I remain unconvinced this is any kind of priority in practise for 2 reasons:

* network failure which would disrupt LM would more than likely make the VM unavailable anyway.
* the post-copy phase tends to be very short anyway.

Has a customer ever hit this? I can see that it would be tidy to be able to recover this, but if it's never actually going to help anybody in practise we should prioritise it accordingly.

Comment 3 Dr. David Alan Gilbert 2018-11-30 14:16:11 UTC

(In reply to Matthew Booth from comment #2)
> I remain unconvinced this is any kind of priority in practise for 2 reasons:
> 
> * network failure which would disrupt LM would more than likely make the VM
> unavailable anyway.

That does depend a bit on the network disruption; a temporary disruption that causes the migration to disconnect/hang might cause a blip for the VMs but in many setups they can recover.

> * the post-copy phase tends to be very short anyway.
> 
> Has a customer ever hit this?
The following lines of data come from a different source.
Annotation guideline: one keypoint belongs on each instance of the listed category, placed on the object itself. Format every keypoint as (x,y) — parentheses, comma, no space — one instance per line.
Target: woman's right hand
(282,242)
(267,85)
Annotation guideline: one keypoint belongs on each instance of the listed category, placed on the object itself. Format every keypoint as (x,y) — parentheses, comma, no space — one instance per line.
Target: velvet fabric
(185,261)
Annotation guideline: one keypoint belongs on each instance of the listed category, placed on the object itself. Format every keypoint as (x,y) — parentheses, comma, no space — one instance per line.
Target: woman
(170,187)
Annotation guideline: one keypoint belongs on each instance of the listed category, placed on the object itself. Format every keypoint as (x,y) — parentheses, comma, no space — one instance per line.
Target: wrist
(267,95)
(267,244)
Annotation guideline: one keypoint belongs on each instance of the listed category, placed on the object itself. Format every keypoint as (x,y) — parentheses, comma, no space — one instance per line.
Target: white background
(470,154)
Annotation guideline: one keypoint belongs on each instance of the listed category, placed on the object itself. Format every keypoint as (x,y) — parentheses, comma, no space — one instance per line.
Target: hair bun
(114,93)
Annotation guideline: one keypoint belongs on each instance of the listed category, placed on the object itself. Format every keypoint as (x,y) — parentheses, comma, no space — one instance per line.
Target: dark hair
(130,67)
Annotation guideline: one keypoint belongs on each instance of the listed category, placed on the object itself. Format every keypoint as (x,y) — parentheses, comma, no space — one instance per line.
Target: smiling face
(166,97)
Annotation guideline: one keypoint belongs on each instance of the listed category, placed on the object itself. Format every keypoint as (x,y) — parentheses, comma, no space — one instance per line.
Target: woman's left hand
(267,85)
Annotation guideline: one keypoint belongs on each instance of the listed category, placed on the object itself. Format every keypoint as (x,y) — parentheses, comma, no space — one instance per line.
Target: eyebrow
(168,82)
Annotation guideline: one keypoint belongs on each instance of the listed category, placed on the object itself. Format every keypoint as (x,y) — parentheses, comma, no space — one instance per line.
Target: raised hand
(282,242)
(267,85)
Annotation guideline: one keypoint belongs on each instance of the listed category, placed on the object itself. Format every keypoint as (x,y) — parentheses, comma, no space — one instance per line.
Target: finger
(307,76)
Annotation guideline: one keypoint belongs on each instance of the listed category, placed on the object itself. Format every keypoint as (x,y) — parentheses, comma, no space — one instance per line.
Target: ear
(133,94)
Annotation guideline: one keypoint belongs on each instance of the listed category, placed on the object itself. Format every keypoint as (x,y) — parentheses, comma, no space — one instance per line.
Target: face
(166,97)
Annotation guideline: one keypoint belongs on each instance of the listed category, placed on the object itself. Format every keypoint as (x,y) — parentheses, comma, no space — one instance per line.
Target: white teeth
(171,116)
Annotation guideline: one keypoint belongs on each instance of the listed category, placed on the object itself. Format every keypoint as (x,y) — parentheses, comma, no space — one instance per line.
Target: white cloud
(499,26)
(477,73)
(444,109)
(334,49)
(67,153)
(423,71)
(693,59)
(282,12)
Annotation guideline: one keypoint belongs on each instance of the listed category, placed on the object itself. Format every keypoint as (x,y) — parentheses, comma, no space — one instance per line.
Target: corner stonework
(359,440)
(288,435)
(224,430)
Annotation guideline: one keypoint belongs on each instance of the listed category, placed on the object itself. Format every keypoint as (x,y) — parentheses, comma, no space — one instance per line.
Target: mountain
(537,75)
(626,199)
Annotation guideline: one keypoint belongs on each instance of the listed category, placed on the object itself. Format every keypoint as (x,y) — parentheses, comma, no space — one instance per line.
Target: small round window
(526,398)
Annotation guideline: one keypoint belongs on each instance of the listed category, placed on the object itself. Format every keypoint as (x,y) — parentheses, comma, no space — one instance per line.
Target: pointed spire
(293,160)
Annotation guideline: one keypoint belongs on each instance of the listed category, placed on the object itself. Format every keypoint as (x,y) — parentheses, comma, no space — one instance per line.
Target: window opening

I can see that it would be tidy to be able to
> recover this, but if it's never actually going to help anybody in practise
> we should prioritise it accordingly.

I'm not aware of any one who has hit it; however roughly 50% of the people I speak to are scared silly by postcopy because of the possibility; the other half agree that it's short and to get on with their lives.